National park in the Aysén and Magallanes regions of Chile

Bernardo O'Higgins National Park (/es/) is the largest of the protected areas in Chile, covering an area of 3525901 ha, in both the Aysén and Magallanes and Antártica Chilena regions. Management of this and other national parks in Chile is entrusted to the Corporación Nacional Forestal (CONAF). The park is named after General Bernardo O'Higgins, the first head of state of the Republic of Chile. Los Glaciares National Park (Argentina) and Torres del Paine National Park are its neighbours to the east, Laguna San Rafael National Park is located to the north, the Alacalufes National Reserve to the southwest, and the Katalalixar National Reserve to the northwest.

==History==
The earliest occupants of the area were the Alacaluf people.

In 1830, the then-Captain Phillip Parker King on board HMS Beagle visited the Eyre Fjord.

In June 2007, it was announced that between March and May 2007 all the water within a glacial lake located within the park had disappeared, leaving behind a 100-foot-deep crater. Only some blocks of ice, previously floating on the lake, remained behind on the crater floor. In July 2007, scientists were able to draw the preliminary conclusion that the disappearance occurred as a result of climate change.

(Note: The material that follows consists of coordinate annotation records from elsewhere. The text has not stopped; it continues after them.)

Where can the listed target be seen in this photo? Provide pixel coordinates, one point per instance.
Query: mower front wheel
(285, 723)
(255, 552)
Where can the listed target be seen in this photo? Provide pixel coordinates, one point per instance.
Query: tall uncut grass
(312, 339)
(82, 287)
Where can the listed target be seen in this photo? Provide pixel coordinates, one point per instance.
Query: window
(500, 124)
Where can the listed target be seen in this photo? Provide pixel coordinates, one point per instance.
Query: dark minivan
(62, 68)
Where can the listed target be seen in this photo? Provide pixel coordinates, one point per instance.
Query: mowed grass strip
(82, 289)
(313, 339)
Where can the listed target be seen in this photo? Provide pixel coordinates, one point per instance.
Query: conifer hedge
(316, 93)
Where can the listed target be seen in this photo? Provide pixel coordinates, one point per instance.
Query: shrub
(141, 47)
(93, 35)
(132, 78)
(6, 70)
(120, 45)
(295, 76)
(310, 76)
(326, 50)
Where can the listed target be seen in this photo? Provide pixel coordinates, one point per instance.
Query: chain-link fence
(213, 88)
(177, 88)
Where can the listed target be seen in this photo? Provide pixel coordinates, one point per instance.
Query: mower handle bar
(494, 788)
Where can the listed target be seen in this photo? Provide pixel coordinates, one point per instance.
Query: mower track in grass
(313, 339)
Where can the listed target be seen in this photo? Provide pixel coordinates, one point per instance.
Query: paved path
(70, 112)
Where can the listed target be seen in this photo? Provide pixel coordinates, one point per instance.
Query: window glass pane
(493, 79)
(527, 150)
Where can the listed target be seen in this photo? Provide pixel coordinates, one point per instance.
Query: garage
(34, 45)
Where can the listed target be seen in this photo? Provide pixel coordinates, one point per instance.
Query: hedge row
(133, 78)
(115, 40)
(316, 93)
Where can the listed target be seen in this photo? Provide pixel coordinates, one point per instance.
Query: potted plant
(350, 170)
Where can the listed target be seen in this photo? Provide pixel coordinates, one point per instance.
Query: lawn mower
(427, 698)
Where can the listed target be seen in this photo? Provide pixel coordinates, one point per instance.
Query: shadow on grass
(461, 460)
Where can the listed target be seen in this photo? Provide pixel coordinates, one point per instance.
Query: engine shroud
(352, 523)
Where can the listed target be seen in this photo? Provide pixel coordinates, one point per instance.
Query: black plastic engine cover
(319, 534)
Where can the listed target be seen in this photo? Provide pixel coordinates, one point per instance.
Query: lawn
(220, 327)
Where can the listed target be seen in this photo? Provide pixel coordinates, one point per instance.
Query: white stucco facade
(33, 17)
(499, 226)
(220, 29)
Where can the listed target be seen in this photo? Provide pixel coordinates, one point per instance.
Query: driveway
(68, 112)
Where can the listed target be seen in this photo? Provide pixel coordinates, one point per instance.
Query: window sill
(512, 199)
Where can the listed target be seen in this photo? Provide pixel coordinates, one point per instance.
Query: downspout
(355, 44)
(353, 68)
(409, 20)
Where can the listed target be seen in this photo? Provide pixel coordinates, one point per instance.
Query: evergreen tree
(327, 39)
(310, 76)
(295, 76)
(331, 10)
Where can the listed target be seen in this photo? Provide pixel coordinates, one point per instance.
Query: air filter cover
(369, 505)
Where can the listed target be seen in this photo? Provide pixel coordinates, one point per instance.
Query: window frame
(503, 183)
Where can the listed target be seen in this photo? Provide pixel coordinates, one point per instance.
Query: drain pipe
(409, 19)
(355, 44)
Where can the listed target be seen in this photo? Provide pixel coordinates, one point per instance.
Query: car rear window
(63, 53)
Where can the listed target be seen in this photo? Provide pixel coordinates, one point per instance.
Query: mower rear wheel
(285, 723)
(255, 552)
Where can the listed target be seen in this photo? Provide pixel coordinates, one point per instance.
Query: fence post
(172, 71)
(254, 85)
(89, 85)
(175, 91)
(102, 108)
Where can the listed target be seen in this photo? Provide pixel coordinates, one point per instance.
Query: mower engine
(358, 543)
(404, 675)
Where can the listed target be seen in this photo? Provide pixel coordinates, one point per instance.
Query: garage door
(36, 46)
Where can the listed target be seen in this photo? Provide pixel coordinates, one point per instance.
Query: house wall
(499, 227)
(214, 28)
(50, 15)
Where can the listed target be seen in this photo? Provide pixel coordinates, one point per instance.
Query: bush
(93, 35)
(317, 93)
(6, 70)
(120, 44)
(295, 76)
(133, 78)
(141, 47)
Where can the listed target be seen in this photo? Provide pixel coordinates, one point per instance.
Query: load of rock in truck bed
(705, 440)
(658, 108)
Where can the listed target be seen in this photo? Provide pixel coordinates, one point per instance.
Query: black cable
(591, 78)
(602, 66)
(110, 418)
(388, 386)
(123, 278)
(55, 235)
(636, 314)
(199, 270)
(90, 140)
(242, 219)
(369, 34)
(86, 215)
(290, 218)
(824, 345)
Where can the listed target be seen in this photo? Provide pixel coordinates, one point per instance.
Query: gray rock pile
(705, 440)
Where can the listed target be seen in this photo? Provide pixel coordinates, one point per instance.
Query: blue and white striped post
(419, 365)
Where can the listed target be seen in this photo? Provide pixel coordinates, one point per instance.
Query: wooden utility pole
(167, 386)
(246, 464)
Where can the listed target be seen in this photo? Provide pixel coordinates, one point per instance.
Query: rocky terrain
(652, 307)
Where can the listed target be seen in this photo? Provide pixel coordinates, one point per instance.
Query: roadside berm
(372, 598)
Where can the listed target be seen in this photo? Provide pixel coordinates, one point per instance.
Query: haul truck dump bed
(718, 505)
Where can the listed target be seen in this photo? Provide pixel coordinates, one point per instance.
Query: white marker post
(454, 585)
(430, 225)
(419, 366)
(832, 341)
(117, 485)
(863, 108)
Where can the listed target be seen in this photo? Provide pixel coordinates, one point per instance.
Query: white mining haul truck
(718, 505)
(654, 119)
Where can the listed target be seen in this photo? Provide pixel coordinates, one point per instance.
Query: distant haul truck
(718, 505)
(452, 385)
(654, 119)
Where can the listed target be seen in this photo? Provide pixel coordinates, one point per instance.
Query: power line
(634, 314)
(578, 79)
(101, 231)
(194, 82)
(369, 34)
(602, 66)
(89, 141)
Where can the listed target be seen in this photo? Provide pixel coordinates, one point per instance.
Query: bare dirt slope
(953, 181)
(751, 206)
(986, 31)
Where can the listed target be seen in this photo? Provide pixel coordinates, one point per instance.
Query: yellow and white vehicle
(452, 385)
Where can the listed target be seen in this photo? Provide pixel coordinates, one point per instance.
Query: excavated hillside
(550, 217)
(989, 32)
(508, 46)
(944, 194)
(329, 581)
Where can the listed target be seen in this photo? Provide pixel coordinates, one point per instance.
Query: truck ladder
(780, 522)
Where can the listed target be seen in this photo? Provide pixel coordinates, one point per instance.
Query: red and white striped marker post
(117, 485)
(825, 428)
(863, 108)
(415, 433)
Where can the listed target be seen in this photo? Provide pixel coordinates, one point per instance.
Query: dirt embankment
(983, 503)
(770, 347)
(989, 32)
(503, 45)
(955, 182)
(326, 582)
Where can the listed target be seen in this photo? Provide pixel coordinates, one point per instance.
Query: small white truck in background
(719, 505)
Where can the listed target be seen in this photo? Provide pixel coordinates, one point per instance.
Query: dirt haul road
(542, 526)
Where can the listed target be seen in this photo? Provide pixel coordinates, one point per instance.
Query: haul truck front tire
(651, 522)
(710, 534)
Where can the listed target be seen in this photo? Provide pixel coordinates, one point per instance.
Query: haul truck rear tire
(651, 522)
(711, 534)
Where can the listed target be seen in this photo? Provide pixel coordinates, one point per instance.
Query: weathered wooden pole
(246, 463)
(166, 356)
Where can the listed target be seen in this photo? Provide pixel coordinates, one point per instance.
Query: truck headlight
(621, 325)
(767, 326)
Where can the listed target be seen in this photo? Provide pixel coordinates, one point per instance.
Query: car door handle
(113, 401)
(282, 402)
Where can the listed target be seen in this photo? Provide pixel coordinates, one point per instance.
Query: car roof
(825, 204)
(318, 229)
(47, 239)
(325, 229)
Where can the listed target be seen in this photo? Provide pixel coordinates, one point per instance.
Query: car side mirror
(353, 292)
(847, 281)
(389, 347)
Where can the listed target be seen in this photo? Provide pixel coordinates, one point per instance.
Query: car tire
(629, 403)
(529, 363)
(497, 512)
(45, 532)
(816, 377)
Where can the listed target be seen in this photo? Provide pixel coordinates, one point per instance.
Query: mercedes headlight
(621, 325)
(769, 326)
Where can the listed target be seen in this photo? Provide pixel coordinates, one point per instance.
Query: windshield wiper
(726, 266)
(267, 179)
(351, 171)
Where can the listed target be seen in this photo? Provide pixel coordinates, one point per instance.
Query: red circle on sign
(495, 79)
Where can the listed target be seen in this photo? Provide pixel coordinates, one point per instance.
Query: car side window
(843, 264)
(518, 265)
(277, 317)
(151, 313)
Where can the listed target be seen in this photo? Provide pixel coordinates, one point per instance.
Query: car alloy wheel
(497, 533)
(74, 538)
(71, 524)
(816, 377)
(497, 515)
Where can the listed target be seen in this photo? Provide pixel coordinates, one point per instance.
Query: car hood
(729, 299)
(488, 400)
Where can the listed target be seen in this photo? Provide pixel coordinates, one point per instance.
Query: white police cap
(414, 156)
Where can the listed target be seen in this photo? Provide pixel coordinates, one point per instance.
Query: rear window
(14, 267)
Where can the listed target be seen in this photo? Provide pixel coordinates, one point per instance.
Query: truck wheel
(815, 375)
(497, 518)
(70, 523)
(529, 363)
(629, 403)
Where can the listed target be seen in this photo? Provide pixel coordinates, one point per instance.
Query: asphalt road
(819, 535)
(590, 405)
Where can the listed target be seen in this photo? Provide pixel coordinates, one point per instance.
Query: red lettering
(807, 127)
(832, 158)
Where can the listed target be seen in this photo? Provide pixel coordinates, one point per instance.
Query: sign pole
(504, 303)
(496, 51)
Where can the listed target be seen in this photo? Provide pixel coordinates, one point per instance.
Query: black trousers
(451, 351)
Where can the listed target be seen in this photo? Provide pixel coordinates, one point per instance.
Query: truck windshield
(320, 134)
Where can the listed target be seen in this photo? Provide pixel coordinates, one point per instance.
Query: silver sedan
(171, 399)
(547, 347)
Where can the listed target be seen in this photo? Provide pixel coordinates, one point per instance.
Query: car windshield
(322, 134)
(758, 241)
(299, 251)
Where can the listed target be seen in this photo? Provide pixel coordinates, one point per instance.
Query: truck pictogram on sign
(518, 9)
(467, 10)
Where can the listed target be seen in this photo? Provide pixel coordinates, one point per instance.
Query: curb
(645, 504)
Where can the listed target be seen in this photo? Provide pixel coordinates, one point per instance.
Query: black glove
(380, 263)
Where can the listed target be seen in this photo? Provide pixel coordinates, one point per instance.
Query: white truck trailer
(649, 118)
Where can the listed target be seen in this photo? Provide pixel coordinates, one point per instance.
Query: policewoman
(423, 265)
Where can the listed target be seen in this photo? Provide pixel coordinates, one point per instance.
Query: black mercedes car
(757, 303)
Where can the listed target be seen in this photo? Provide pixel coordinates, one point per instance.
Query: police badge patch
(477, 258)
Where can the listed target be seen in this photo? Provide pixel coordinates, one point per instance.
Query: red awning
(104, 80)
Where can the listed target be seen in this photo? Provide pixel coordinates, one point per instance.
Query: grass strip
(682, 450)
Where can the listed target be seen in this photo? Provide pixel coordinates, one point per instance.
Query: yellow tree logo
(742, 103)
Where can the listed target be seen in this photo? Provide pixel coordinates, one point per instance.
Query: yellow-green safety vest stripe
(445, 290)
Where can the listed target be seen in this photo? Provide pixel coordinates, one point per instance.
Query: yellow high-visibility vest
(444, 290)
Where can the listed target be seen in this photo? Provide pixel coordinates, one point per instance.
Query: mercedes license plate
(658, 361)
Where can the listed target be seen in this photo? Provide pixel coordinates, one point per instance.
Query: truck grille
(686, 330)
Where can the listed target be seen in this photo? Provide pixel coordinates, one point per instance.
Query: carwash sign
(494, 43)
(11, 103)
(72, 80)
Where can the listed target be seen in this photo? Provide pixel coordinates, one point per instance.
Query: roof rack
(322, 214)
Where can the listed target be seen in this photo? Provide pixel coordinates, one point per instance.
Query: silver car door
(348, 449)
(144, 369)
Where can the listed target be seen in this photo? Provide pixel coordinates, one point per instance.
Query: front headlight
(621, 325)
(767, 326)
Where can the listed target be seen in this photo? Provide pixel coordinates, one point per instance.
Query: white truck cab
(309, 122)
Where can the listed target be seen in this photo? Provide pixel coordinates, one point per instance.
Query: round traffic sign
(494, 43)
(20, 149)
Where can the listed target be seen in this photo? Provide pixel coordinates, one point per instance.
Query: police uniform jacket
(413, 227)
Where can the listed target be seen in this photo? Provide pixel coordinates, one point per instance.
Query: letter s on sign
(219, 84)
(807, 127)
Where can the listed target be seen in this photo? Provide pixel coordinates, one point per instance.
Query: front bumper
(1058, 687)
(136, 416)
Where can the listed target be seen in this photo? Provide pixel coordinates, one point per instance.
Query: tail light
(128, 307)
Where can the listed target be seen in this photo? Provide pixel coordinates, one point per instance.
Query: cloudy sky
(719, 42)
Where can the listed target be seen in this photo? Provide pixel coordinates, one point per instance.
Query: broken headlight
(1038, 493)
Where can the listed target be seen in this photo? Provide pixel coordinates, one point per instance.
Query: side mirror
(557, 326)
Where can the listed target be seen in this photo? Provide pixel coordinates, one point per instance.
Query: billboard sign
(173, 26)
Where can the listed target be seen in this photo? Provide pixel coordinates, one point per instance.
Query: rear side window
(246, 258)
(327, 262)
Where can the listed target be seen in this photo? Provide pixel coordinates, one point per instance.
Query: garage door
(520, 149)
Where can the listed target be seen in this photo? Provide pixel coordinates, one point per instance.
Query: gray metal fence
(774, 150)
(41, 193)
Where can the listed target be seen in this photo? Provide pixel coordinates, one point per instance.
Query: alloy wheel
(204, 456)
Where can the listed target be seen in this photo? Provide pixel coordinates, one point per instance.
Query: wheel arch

In 2014 the natural sites Chaltén Mountain Range and Pío XI Glacier were created as subdivitions of the natural park.

==Geography==
The park is located approximately between 48° and 51° 38' South Latitude (between the Baker Channel and the northern part of the Fjord of the Mountains. The east-central area of the park is subject to a territorial dispute between Chile and Argentina. The highest summit is the Lautaro volcano at 3607 m. Other summits include the Mount Fitz Roy, the Circo de los Altares, the Cerro Torre and the Cerro Riso Patrón. The elevations are lower in the southern part of the park, but the scenery is still spectacular. The highlight of this zone is Mount Balmaceda at 2035 m, beautified by the glaciers Balmaceda and Serrano.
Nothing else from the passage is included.